Data science is an interdisciplinary field whose goal is to extract knowledge and enable discovery from complex data. The field applies a fusion of principles from the disciplines of statistics and computer science to perform data-intensive tasks in domain-specific contexts. The program's goal is to train analysts in a broad spectrum of computational and statistical techniques for handling data-intensive tasks in a variety of quantitative, computational, and scientific disciplines. Additionally, students learn how to work and communicate effectively and efficiently in collaborative environments.
Students will learn how to work with complex and large data sets, analyze data with appropriate statistical and computational tools to extract relevant knowledge, make effective displays and visualizations of the data, effectively communicate results to both experts and nonexperts, understand and communicate the scientific generalizability of their models, and respect relevant ethical/legal issues pertaining to data analytics.

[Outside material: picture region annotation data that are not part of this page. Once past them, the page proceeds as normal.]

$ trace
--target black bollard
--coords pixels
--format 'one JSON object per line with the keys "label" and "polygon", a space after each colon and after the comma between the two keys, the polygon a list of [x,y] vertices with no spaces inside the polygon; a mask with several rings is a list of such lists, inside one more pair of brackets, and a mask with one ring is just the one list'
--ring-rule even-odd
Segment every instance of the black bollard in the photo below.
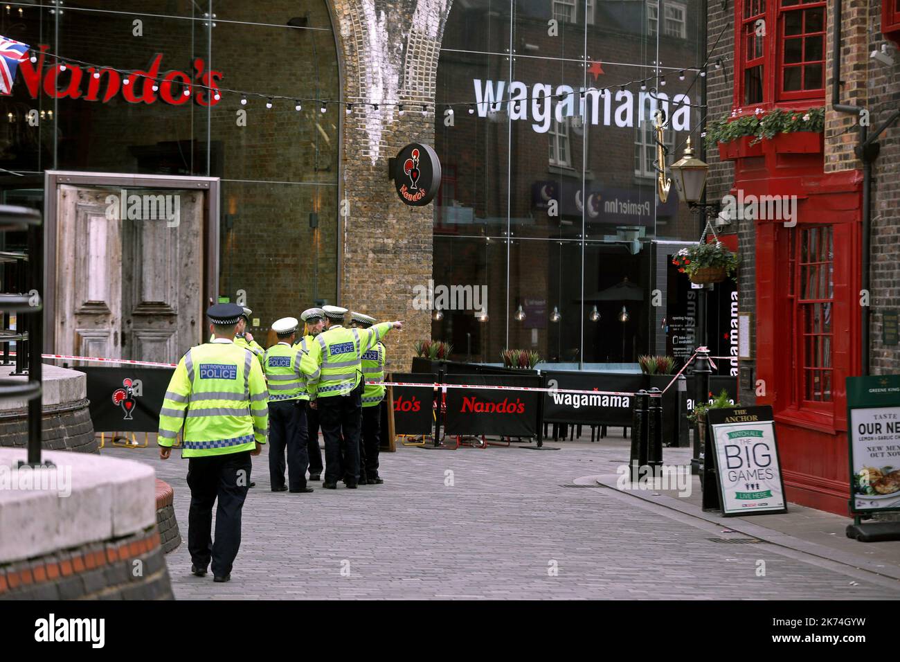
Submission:
{"label": "black bollard", "polygon": [[675,410],[675,439],[672,446],[676,449],[684,448],[690,445],[690,439],[688,436],[688,377],[679,375],[675,380],[676,399],[678,404]]}
{"label": "black bollard", "polygon": [[662,467],[662,392],[656,386],[650,389],[647,408],[647,464],[654,469]]}
{"label": "black bollard", "polygon": [[[695,409],[698,404],[706,404],[709,402],[709,376],[712,373],[713,369],[709,367],[709,350],[706,348],[698,349],[697,358],[694,360]],[[704,443],[705,440],[695,434],[693,458],[690,460],[691,474],[699,474],[703,470]]]}
{"label": "black bollard", "polygon": [[632,482],[637,481],[637,472],[647,464],[647,408],[650,395],[643,388],[634,394],[634,409],[631,426],[631,458],[629,466]]}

While there are no official specializations, students can pursue individual goals through elective offerings. Some electives will deepen technical skills, and others will give students practical experience leading technical teams and initiatives. Alternatively, many students take domain-specific classes in other schools or departments at Vanderbilt, like the Owen Graduate School of Management or the Biostatistics or Computer Science department.

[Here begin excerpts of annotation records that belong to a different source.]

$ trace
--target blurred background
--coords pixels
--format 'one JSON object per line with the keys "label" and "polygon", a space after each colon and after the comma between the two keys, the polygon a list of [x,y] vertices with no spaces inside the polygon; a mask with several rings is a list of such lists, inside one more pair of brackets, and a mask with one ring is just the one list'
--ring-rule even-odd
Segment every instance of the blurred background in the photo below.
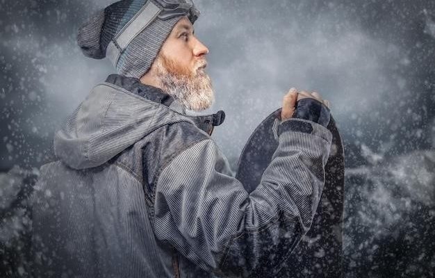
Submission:
{"label": "blurred background", "polygon": [[[54,133],[114,72],[76,46],[113,1],[0,0],[0,269],[25,275],[28,179]],[[349,277],[432,277],[435,268],[435,1],[196,0],[195,34],[223,110],[213,137],[233,170],[291,87],[331,103],[346,161]],[[11,266],[12,265],[12,266]]]}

The program's learning objectives are: (1) be able to acquire, clean, and manage (massive) data, (2) design computational pipelines to collect and process large-scale data, (3) visualize data and highlight data patterns graphically, (4) build and interpret a statistical model for large-scale data, (5) explain the advantages and limitations of competing statistical models, (6) implement machine learning algorithms to make predictions and optimize decisions, (7) understand and explain the difference between inference and prediction goals, (8) generate reproducible code and analyses, and work in a reproducible manner, (9) communicate data science methods and results clearly and concisely to variable audiences, and (10) recognize the ethical, policy, and privacy implications of data science research.